Single file comparison? filecmp.cmp(fname1, fname2 [,shallow=1])

filecmp.cmp returns 0 for match, 1 for no match.

Multiple files comparison in two directories? filecmp.cmpfiles(dirname1, dirname2, fnamelist [,shallow=1]))

filecmp.cmpfiles returns a tuple of three lists: (matches,mismatches,errors)

Single directory comparison? file.dircmp(dirname1, dirname2 [,ignore=... [,hide=...])

ignore defaults to '["RCS","CVS","tags"]' and hide defaults to '[os.curdir,os.pardir]' (i.e., '[".",".."]').

fileinput, something like cat?

glob: list pathnames matching pattern

pathnames = glob.glob('/Users/quilty/Book/chap[3-4].txt')

linecache: efficient random access to a file

linecache.getline('/etc/hosts', 15)

linecache.checkcache # has file been modified since last cached

os.path: path name manipulation

os.path.commonprefix

os.path.expanduser

os.path.expandvars

os.path.join

os.path.normpath: remove redundant path information

os.path.splitdrive: useful on Windows

os.path.walk ~= os.walk?

file.readline() # slow but memory-friendly

file.readlines() # fast but memory-hungry

xreadlines is better but is deprecated. Use idiom 'for line in file.open("bla"):' instead.
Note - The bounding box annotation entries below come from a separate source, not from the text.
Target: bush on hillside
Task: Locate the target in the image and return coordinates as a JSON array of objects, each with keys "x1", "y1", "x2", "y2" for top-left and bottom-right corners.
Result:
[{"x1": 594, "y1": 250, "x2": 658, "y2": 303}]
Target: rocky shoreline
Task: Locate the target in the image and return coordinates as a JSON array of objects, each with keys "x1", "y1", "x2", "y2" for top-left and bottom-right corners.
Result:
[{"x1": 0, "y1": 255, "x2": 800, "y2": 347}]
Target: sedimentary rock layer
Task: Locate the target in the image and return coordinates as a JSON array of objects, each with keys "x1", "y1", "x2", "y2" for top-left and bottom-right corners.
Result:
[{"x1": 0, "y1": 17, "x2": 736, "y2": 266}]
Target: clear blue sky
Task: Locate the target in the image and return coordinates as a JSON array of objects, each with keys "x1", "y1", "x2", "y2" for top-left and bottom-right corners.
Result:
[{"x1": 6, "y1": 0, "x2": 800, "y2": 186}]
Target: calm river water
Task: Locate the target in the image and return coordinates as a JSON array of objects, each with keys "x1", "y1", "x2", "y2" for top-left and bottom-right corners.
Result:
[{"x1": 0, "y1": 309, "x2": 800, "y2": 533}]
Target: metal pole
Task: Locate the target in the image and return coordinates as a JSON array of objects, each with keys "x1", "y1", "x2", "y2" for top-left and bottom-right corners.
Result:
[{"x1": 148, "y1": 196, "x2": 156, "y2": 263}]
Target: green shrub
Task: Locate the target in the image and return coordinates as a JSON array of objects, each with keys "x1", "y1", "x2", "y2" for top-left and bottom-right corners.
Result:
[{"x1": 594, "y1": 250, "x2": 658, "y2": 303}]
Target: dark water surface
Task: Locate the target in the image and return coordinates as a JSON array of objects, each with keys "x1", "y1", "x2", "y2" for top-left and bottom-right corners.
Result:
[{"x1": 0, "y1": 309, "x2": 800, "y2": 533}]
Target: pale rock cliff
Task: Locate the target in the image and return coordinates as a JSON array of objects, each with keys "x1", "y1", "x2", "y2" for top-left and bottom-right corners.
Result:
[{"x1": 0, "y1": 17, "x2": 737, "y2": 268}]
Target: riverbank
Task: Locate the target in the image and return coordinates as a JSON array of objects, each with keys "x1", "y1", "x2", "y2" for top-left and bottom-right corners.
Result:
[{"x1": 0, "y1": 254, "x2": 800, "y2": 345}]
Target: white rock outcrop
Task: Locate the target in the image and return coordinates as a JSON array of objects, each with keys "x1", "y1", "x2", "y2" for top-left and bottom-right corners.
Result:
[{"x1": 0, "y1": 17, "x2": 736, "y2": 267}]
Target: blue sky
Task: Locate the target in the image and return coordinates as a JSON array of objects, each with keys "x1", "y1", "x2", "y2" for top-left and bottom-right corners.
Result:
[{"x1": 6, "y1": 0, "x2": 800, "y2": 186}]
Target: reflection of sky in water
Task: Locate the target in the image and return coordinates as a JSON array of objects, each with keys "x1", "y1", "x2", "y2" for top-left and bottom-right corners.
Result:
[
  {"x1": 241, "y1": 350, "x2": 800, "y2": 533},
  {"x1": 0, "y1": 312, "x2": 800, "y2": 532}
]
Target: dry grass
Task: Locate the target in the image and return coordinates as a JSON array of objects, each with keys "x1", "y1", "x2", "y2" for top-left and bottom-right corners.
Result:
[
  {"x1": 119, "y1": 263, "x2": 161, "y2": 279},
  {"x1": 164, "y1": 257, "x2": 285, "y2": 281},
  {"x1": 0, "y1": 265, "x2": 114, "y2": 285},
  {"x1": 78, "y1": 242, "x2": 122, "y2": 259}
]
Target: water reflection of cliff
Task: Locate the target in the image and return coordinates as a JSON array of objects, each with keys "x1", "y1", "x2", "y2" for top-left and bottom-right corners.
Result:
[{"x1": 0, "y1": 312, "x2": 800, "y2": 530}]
The [commands] module exists primarily as a convenience wrapper for calls to `os.popen*()`.

commands.getoutput can be implemented as such:

def getoutput(cmd):

import os

return os.popen('{ '+cmd+'; } 2>&1').read()

# check out the usage of '+cmd+' for whatever that means...

Use dbm module to create a 'dictionary-on-disk'. This allows you use to store to disk pairs of key/value where both key and value are strings. You work with the dbm as though it is a in-memory dictionary.

If you need to store a key/value pair where the value is not just a string, use shelve module. Of course, it still can't store objects that are not pickle-able like file objects.

If shelve is not powerful enough for your need, try ZODB.

Prefer cPickle over picke module. Example usage:

import cPickle

from somewhere import my_complex_object

s = cPickle.dumps(my_complex_object)

new_obj = cPickle.loads(s)

Module name collision? Use the keyword as.

import repr as _repr

from repr import repr as newrepr

datetime module giving you a headache since you don't know how to tell it to set the dst? Pass -1 as the last argument when creating the object datetime.datetime and Python will figure out the dst for you.